La causa principale di queste defezioni sembra sia da attribuire al caldo intenso che ha colpito l’Ohio, considerando che negli anni precedenti una situazione del genere non si era mai verificata. 

Il prosieguo del torneo 

Non è stato da meno il prosieguo del torneo, i giocatori, anche se non si ritiravano, avevano sempre da lamentarsi per le condizioni climatiche, sulle quali gli organizzatori di sicuro non potevano fare molto, fanno parte della natura, che decide da par suo. 

Sul piano del gioco le aspettative sono state grosso modo confermate, sin dagli esordi si profilava un arrivo in finale dei “primi della classe”, i quali attualmente non hanno molti rivali nelle persone degli altri partecipanti ai vari tornei e Slam. 

“Come più volte rimarcato, siamo entrati nella cosiddetta era dei “big two”, che ha sostituito la precedente era dei “big three”. 

Novak Djokovic, dei tre, è l’unico in attività, dopo il ritiro di Roger Federer nel 2022 e di Rafael Nadal nel 2024. 

Nonostante questo, il Campione serbo non partecipa sempre ai tornei, ultimamente ha concentrato i suoi sforzi e le sue fatiche negli Slam. 

L’epilogo del torneo 

L’epilogo del torneo è stato dei peggiori, quello che nessuno mai vorrebbe vedere, il ritiro in finale di uno dei contendenti. 

Quest’anno a Cincinnati è accaduto, il giorno della finale ha visto uno stremato Jannik Sinner costretto a gettare la spugna dopo ventitré minuti di gioco, quando perdeva 5-0 nel primo set. 

Mi dispiace, non ce la faccio. Mi sento male, non posso muovermi”, le parole del numero uno del mondo prima di annunciare il suo ritiro, alle quali si sono aggiunte le sue scuse al pubblico nel discorso a margine della premiazione. 

Gli ha fatto eco un rammaricato Carlos Alcaraz, il quale, sia subito dopo il ritiro del tennista altoatesino, sia nel suo discorso post premiazione, ha sottolineato di non essere affatto contento del mondo nel quale aveva vinto, augurando il meglio al suo avversario e amico.

A proposito di questa spiacevole situazione che ha contrassegnato la finale del Cincinnati Open, mi sembra oppurtuno ribadire come scritto in precedenza in altri articoli, il fatto che il tennis odierno abbia come caratteristica gli impegni ravvicinati, una condizione non favorevole ai giocatori. 

E’ vero che coloro che non vogliono partecipare non sono obbligati a farlo, però è anche palese che i top ten se non partecipano perdono terreno in quella che prende il nome di classifica ATP Ranking, rischiando di perdere preziose posizioni. 
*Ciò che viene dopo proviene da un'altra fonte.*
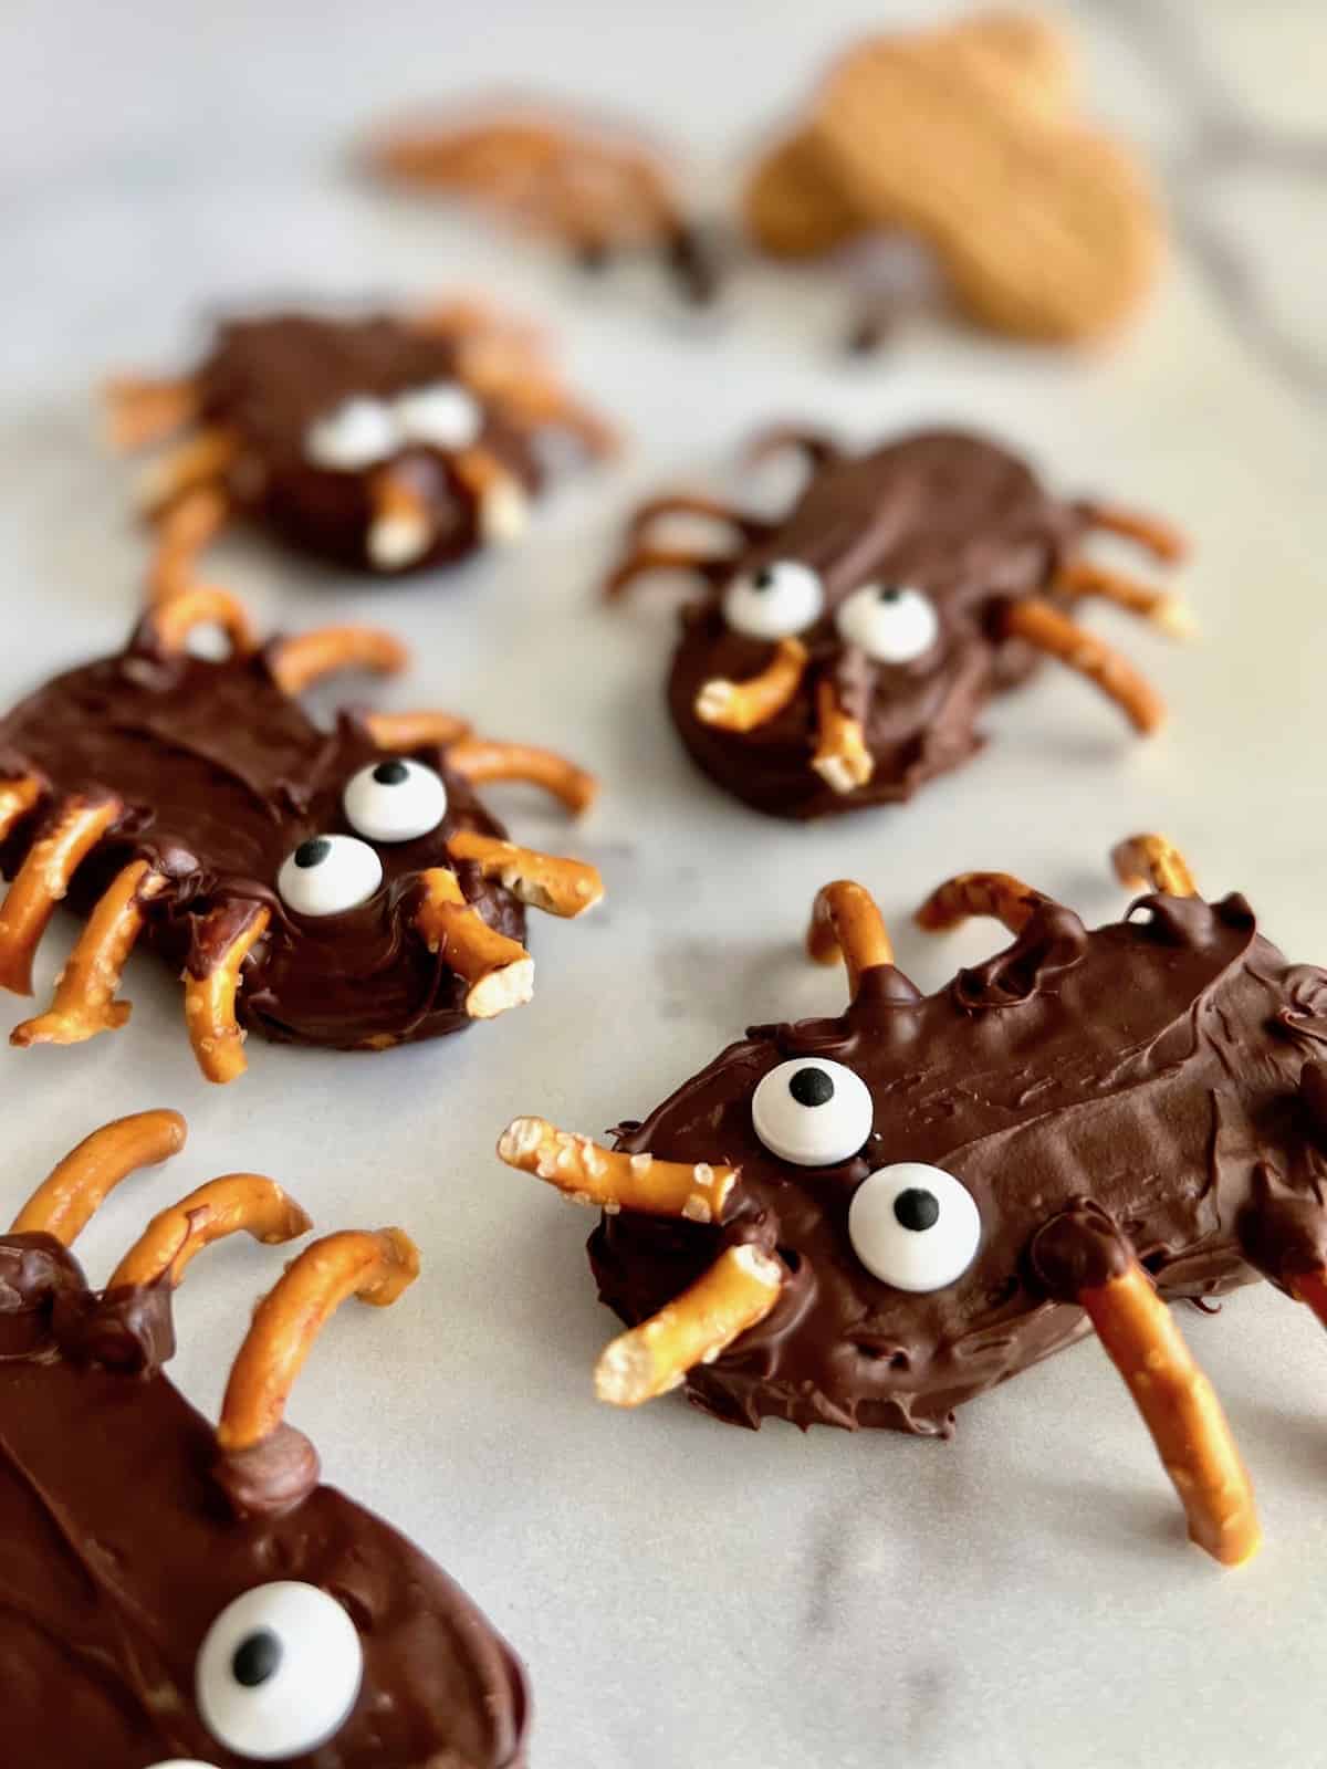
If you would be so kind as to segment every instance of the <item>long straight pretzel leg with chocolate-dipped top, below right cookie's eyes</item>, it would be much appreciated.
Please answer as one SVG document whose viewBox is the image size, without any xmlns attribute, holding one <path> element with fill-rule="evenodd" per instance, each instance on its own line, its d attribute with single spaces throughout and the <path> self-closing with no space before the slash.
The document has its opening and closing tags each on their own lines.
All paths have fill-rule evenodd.
<svg viewBox="0 0 1327 1769">
<path fill-rule="evenodd" d="M 1124 1376 L 1189 1516 L 1189 1539 L 1223 1566 L 1251 1558 L 1262 1532 L 1235 1438 L 1127 1237 L 1106 1212 L 1070 1208 L 1040 1229 L 1032 1263 L 1056 1300 L 1086 1313 Z"/>
</svg>

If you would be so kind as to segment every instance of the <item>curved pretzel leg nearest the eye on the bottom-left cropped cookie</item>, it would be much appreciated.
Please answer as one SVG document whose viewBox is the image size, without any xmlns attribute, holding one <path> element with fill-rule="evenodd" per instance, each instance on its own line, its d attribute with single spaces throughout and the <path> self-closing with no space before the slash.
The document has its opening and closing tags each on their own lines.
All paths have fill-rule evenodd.
<svg viewBox="0 0 1327 1769">
<path fill-rule="evenodd" d="M 253 1314 L 221 1403 L 219 1449 L 251 1449 L 281 1424 L 295 1376 L 341 1302 L 384 1309 L 418 1275 L 419 1251 L 398 1228 L 347 1229 L 306 1247 Z"/>
</svg>

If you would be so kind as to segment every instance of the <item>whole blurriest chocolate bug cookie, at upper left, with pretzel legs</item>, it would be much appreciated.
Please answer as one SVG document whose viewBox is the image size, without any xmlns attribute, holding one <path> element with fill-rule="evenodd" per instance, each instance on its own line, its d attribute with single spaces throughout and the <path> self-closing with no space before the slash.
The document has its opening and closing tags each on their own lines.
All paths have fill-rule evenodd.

Nel partecipare, il rovescio della medaglia è rappresentato dal rischio di doversi ritirare perché stremati, a volte, come nel caso di Cincinnati, ostacolati anche dalle condizioni climatiche sfavorevoli, che se aggiunte alla stanchezza e allo stress hanno di sicuro il loro peso. 

A parte il l’ATP 250 di Winston Salem che si svolge questa settimana, il prossimo imminente e più importante appuntamento sono gli US Open, in programma dal 24 agosto al 7 settembre sul cemento di New York, si spera in condizioni meno proibitive per i partecipanti.